While a merger would make the company the world’s biggest PC maker, that may be a slim reed on which to hang hopes for success, given the state of the PC business. In a 1997 article in the Harvard Business Review, titled “Strategies for Surviving a Shakeout,” Day described how, in a first wave of consolidations, the PC industry shrank from 832 to 435 companies in the late 1980s. He dubbed this a “boom and bust syndrome” where “an unsustainable glut of competitors is attracted to the market at a rate that overshoots the industry’s long-term carrying capacity.”
Day uses the term “seismic-shift syndrome” to characterize today’s PC climate. Nowadays, stable, mature companies are compelled to look for measures to stay competitive in an industry where consumers are not as interested in buying PCs as they were just a few years ago. Day stands by a prediction he made in the article, which forecast that the number of major players in the computer industry, currently about 20 or so, will eventually dwindle to five.

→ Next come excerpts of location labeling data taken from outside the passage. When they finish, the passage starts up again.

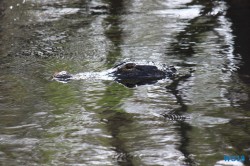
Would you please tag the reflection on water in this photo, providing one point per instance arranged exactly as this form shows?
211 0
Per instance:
100 122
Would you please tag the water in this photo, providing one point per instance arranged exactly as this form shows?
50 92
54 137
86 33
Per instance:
101 122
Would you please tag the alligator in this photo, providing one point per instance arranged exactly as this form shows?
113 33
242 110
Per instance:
130 74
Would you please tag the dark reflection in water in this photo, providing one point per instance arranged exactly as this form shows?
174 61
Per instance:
100 122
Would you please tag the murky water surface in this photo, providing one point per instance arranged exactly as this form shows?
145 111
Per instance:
192 121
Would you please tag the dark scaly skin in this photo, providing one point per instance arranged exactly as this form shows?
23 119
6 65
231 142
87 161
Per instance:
130 74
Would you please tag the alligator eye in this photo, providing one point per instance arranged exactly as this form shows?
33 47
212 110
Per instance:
130 65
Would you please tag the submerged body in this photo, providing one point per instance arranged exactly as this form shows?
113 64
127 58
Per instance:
130 74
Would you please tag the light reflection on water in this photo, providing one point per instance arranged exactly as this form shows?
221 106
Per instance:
96 121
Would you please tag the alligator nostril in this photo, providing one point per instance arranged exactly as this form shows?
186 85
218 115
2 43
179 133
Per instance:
130 65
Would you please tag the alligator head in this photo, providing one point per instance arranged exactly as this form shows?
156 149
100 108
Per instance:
131 74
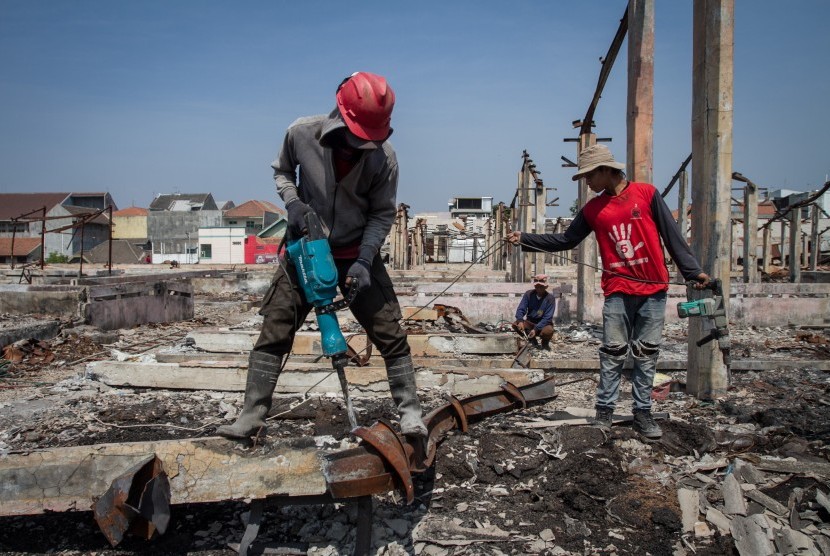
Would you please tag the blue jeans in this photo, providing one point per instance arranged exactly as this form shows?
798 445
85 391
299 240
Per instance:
630 323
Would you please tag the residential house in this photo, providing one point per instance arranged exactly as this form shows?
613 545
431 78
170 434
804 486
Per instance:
130 223
62 210
173 223
26 250
254 215
222 245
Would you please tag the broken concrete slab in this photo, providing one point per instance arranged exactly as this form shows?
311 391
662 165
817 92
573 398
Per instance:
199 470
753 535
25 328
769 503
308 343
689 500
108 307
301 378
719 520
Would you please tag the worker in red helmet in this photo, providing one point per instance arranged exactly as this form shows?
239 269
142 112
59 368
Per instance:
342 167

Singh says H-P and Compaq are between a rock and a hard place, and could simply terminate the merger. “My sense is they may find a way to walk away from the deal. If they do, there may be some recovery in the stock price. But if scale is what you need to do well in the computer-service industry, what would be the companies’ next step?”
If H-P and Compaq go ahead with the transaction, Levinthal says the combined company could consider a couple of steps to strengthen its position. One would be to offer to buy Unisys, which has made a successful transition from manufacturing PCs to selling computer services. But a better idea, Levinthal says, would be to seek alliances with consulting firms like PricewaterhouseCoopers, Arthur Andersen or Accenture, which provide IT services. H-P was on the right track when it thought of merging with PwC, Levinthal says, but it is not necessary to buy such a company.

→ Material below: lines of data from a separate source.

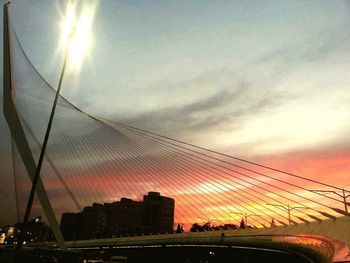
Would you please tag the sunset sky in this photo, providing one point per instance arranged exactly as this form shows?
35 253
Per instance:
267 81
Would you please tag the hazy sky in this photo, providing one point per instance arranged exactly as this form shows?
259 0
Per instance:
266 80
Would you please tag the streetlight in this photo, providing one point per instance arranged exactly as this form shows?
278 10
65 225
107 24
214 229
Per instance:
42 152
343 195
245 215
288 208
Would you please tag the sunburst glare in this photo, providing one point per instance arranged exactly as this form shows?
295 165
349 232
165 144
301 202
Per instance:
80 41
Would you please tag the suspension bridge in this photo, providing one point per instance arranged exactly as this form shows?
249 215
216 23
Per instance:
95 160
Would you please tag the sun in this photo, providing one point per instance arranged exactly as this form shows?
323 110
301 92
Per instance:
75 33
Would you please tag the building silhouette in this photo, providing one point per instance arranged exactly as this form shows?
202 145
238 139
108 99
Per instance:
155 214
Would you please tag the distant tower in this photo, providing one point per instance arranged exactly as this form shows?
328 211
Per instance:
242 224
158 213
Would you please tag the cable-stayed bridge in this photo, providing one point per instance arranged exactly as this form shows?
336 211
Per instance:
95 160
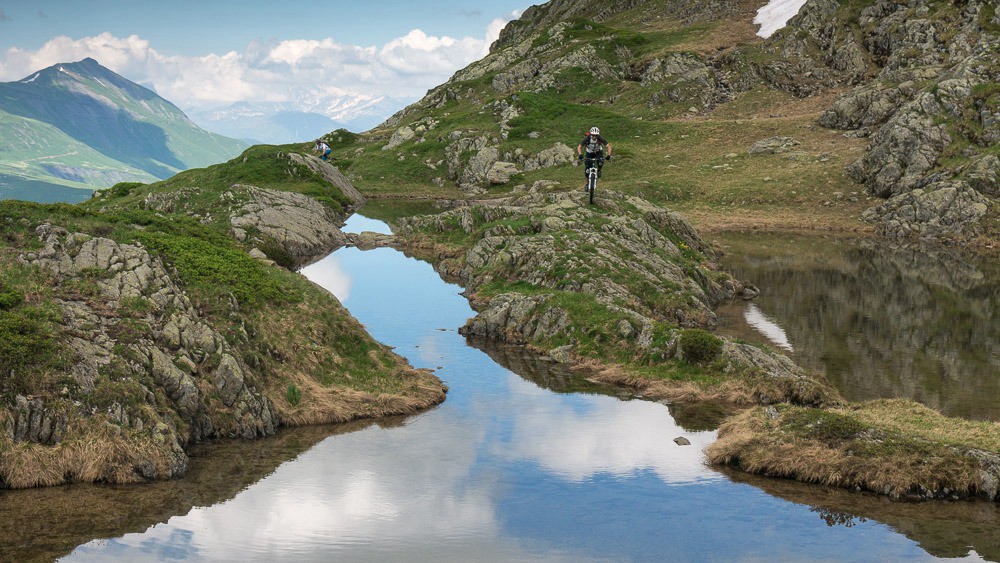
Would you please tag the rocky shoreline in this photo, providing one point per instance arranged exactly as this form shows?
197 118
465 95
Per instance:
149 364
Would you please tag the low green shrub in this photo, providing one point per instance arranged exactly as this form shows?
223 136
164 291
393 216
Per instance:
293 394
10 298
700 346
25 340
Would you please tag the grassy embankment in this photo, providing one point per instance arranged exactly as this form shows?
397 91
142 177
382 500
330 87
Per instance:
314 361
893 447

“I don’t think I’d want to acquire one of those big guys,” Levinthal says. “If I buy Arthur Andersen, the other major consulting firms may not be so excited about buying my hardware. With a partnership model, you have a hand-in-glove relationship with a number of major consulting shops and it’s not a proprietary situation [regarding PC sales.]”
Mittelstaedt says he is not convinced that partnerships would allow H-P and Compaq to compete against IBM. He suggests instead that the company hire the right people to strengthen their services business over time. Another option, he adds, would be for H-P and Compaq to proceed with its plans and adopt the last survivor strategy. “If business is going badly you acquire other companies so that as profit margins go down, at least you have the biggest volume. As others exit the business, this may allow you to improve your margins for a while.”
Singh says such a strategy is plausible. But “the dilemma is that there are multiple segments in the business – hardware and solutions.” Still, he adds, “it may be that H-P and Compaq are trying to build survivability on the hardware side.”
In the meantime, making PCs will become increasingly commoditized and there may come a day when most U.S. manufacturers abandon the business. Says Mittelstaedt: “I don’t think the PC industry is going to go away, but no U.S. companies can afford to be in the business [because of costs]. It’s just like textiles and steel. We still buy clothes and steel, but we don’t make much clothing or steel here anymore.”